Crecí con mujeres, cinco a mi alrededor durante la infancia, y la educación que recibí no distinguía por fortuna de género. En cuanto pude limpiar, aprender a cocinar, planchar y llevar a cabo todas las tareas que tenían el sello “mujer” (y que aún siguen siendo tratadas así en gran parte) me tocaron como una parte más de aquel lugar que compartíamos un grupo de personas, no hombres y mujeres. A las chicas les tocó algo que no era común en aquel espacio ni en aquel tiempo y debieron estudiar porque así lo ordenó la “mamma”, que era analfabeta pero muy inteligente. Después, ya en mi propio hogar solo me rodean mujeres. Creo que ha sido una suerte porque mi lado femenino está muy desarrollado y me ha permitido afrontar la vida con una mirada más rica.

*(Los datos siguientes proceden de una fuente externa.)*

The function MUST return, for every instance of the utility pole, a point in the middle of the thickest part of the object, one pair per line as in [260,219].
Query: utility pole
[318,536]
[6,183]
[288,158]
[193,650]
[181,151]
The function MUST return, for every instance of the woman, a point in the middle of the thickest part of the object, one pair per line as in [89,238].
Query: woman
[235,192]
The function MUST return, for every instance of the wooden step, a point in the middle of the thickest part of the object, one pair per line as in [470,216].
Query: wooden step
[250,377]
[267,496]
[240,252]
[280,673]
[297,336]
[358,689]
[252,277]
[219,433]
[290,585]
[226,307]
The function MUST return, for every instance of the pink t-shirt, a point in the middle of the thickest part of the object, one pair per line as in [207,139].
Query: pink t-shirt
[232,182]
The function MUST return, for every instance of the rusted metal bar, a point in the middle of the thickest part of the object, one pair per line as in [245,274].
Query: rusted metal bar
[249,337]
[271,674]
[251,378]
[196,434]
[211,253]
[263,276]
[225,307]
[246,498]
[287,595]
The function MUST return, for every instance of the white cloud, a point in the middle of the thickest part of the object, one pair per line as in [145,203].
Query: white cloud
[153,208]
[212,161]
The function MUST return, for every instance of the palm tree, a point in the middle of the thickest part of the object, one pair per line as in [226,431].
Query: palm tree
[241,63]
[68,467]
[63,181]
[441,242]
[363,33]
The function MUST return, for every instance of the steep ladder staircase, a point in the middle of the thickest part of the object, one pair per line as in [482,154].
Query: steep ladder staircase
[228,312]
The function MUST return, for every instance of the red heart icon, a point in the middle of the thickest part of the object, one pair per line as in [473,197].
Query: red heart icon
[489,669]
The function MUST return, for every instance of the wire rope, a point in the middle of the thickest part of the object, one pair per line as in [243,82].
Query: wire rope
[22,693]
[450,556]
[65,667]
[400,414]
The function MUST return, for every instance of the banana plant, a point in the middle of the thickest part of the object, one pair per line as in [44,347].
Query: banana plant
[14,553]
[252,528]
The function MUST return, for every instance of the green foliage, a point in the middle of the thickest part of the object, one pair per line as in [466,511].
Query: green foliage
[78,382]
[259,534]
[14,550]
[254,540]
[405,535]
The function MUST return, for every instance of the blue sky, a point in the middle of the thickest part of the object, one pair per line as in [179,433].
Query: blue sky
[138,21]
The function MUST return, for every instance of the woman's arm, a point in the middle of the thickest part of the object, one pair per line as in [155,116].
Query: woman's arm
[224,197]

Con todo lo expuesto, comprenderán que cada vez que oigo la palabra maltrato me pongo en alerta. Y no les cuento cuando recibo la triste noticia de una agresión por parte de un tipejo a una mujer. En la medida de lo posible he intentado siempre desde el lugar que he ocupado en la sociedad intentar la proclama de la igualdad. Mi alumnado sabe cómo me las he gastado en estos asuntos, cuando he percibido el más mínimo atisbo de maltrato incipiente o machismo. En lo que escribo, en esta columna, en lo que investigo intento resaltar esa parte de nuestra oscura existencia común.
Hemos asistido esta semana a la celebración (sic) del día internacional de la mujer trabajadora con numerosas actividades reivindicativas. En los centros educativos se han realizado numerosos actos para destacar la situación de la mujer en la actualidad, a la que le queda mucho camino por recorrer para alcanzar la igualdad. Participo en una de ellas, de las que organizó la Fundación Inquietarte en varios centros a través de su Festival Visualízame de cortometrajes. Compartí la actividad con Yolanda Cruz que se encierra con doscientos y pico adolescentes para a través del cine mostrar la crudeza de nuestra sociedad ante la mujer. Y tuve tiempo de radiografiar a los asistentes. Una parte está sensibilizada, tiene mucho que ver el centro, su profesorado muy implicado, y atendían y participaban. Otra, más amplia de lo que yo creía, iluso, en apariencia le resbalaba todo lo que allí se trataba. Con ropas elegidísimas que demuestran desaliño, como si fuesen después para el tajo de la aceituna, peinados como los jugadores de fútbol de Segunda B que imitan a los que aparecen entrenando en el telediario de la 1, solían reírse de lo que se mostraba, agrupados con sus hormonas donde hay que ser macho alfa o rodearlo. Me preocupé también porque ellas, algunas, demostraban una despreocupación grosera por los mensajes tan duros que se exponían. Una chica contestaba a la pregunta de por qué se celebraba ese día el ocho de marzo, que no lo sabe, para ella es un día igual a los demás. Parte del profesorado está como ausente pendiente de sus móviles o sin controlar la mencionada grosería, les da igual, que pongan orden los que organizan o los del teatro. La ponente me comentaba que la actitud chulesca y risas son nervios ante algo que conocen y les incomoda. Pudiera ser. Yo busco entre los rostros quién será un maltratador ya, o dentro de poco. Ahora quedan otros duros trescientos sesenta y cuatro días restantes.
Manuel Molina es profesor y poeta. Este texto lo publicó el 12 de marzo en el diario Ideal de Jaén, tras la experiencia del autor con la participación de la unidad didáctica que Yolanda Cruz (en la foto) realizó del Festival Visualízame en Priego de Córdoba.